The nights are getting cool which means it is turkey time at Hogwash Farm! Our delicious turkeys have been enjoying the lush summer pastures and Vermont-milled certified organic grain. We will be processing a limited number of turkeys this year that will be vacuum packed and ready for the freezer this weekend. This will be the only batch of turkeys we’ll have available this year so reserve your’s soon.

Our freezer is a little crowded so a free package of our pork sausage or two pounds of our grass-fed ground beef for those who can pick up their turkey this weekend.

December Update

December 6, 2012

(Posted on behalf of Nancy & Dave)


This month’s Hogwash newsletter comes to you from Dave, in order to help cut down Nancy’s keyboard time.

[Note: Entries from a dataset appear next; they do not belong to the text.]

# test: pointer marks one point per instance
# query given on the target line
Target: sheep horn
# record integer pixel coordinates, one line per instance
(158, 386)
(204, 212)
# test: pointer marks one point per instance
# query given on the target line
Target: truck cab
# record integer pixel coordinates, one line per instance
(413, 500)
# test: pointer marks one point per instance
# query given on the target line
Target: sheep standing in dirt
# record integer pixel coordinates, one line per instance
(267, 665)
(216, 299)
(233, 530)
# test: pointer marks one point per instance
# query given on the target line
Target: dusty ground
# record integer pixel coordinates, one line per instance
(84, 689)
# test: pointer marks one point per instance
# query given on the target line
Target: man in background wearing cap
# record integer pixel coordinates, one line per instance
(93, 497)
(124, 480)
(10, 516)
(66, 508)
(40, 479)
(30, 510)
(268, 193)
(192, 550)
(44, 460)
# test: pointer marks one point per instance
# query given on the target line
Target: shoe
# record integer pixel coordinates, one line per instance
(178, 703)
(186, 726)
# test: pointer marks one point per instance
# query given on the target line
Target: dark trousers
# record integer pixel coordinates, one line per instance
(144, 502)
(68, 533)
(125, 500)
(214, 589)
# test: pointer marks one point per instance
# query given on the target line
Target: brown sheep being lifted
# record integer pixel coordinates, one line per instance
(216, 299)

Nancy devotes pretty much all daylight and quite a bit of the rest to Hogwash- whether in the field, barn, or office. Changes this year have placed even more demand on her, but with the help of very capable Leslie, the work was shared. I helped when possible, but my day job as a mechanic (at Cedar Circle Farm) took me out of the daily loop here.

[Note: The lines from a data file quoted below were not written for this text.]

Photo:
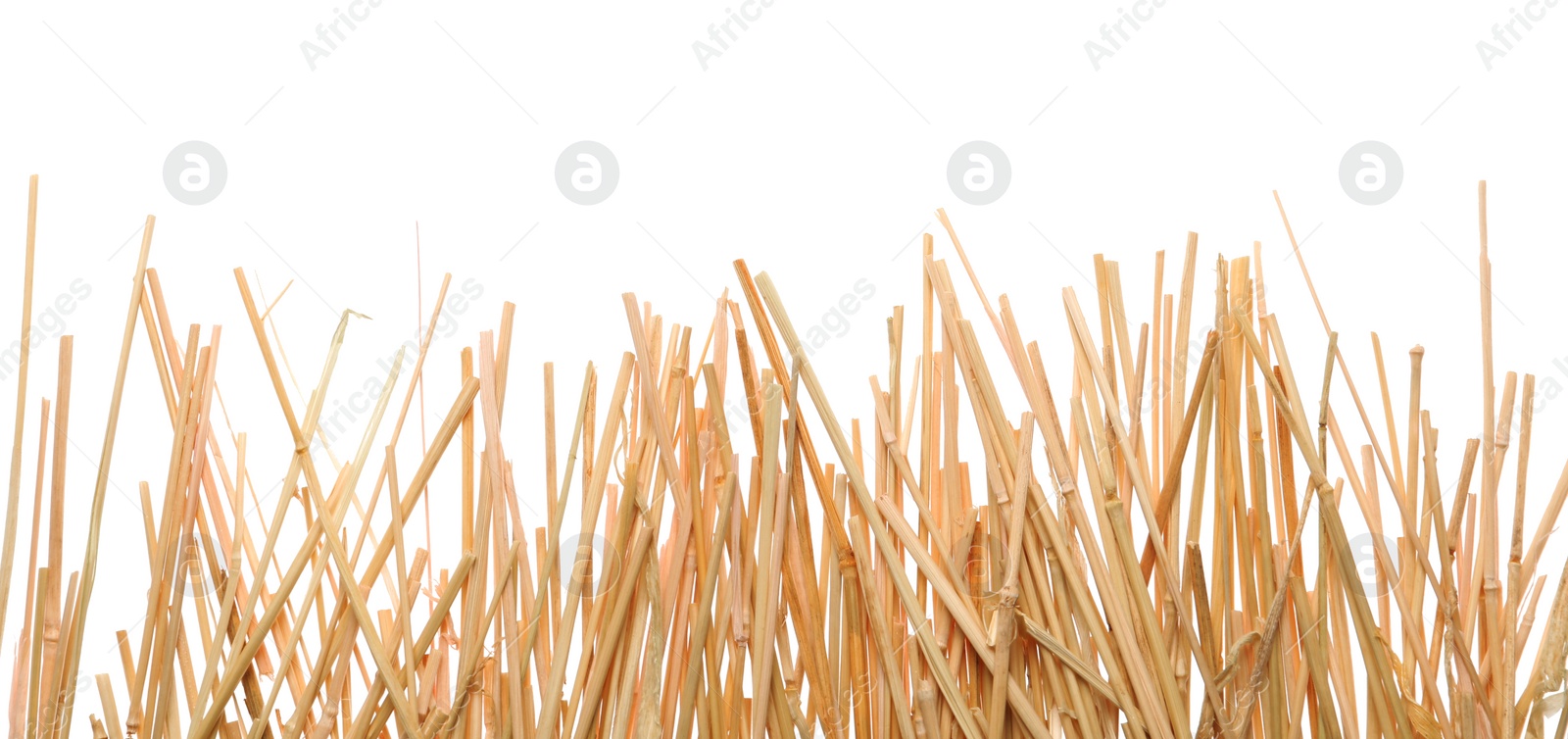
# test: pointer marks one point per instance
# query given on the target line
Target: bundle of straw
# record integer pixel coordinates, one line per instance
(1125, 554)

If you experienced our Thanksgiving turkey pickup, you might have an idea of how much effort is needed behind the scenes. Winter is mildly calmer but brings a different set of issues. Water must be carried to bowls because hoses do not work. Grazing is not an option, so hay is fed, and barnyards are crowded. Cold weather demands more bedding for the animals. Snow (when it happens) buries electric fence wires, requiring close maintenance. If the precip is liquid, flooding and mud are problems (note: I love summer…).

So, the newsletter isn’t filled with news, just a note to say “all is well” but it’s time to take a breath; and also to thank everyone for their continued support.

Dave (& Nancy!)

Fresh Norwich Raised Turkeys

August 6, 2012

Hogwash Farm pasture-raised turkeys fed organic grain available fresh Tuesday (7 Aug) through Saturday (11 Aug). Great on the grill or get a jump on Thanksgiving; vacuum-packed and ready for the freezer.

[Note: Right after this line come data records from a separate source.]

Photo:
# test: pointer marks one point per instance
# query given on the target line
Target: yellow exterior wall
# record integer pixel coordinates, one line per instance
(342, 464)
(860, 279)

Limited quantity so get your bird early. Email or call 802-649-8807. Thanks! Nancy LaRowe

February Pickup: Thursday, Feb. 2nd

January 29, 2012

Posted for Nancy & Dave:
Hi Everyone,

The February pick up is this Thursday (Feb 2) from 3-6pm at the farm. The Febrary newsletter which includes an excerpt from “The Grassfed Primer” can be downloaded from our web site at . Click here to read the entire publication. See you Thursday. Thanks!

Nancy & Dave

December CSA Pickup is Thursday, Dec 1

November 27, 2011

From Nancy & Dave:
Hi All,

Hope everyone had a wonderful holiday weekend. The December pick up is this Thursday (Dec 1st) at the farm from 3-6pm. The December newsletter can be downloaded from the web site at See you Thursday. Thanks!

Nancy & Dave

Reserve your fresh Thanksgiving turkey soon!

October 21, 2011

From Nancy:

For all who have not seen them – the birds are ranging outside, are fed organic grain and will be processed under VT state inspection.

CSA members have the option to substitute a turkey and 2 pounds of sausage for their November share. Let me know by October 25th if you want to trade in your regular monthly share for the fresh turkey and sausage. You can also order a turkey in addition to your monthly share ($4.60/pound) – but reserve soon as they are usually all spoken for by early November. The birds will be available for pick up the Saturday (19 Npv) and Monday (21 Nov) before Thanksgiving. Thanks!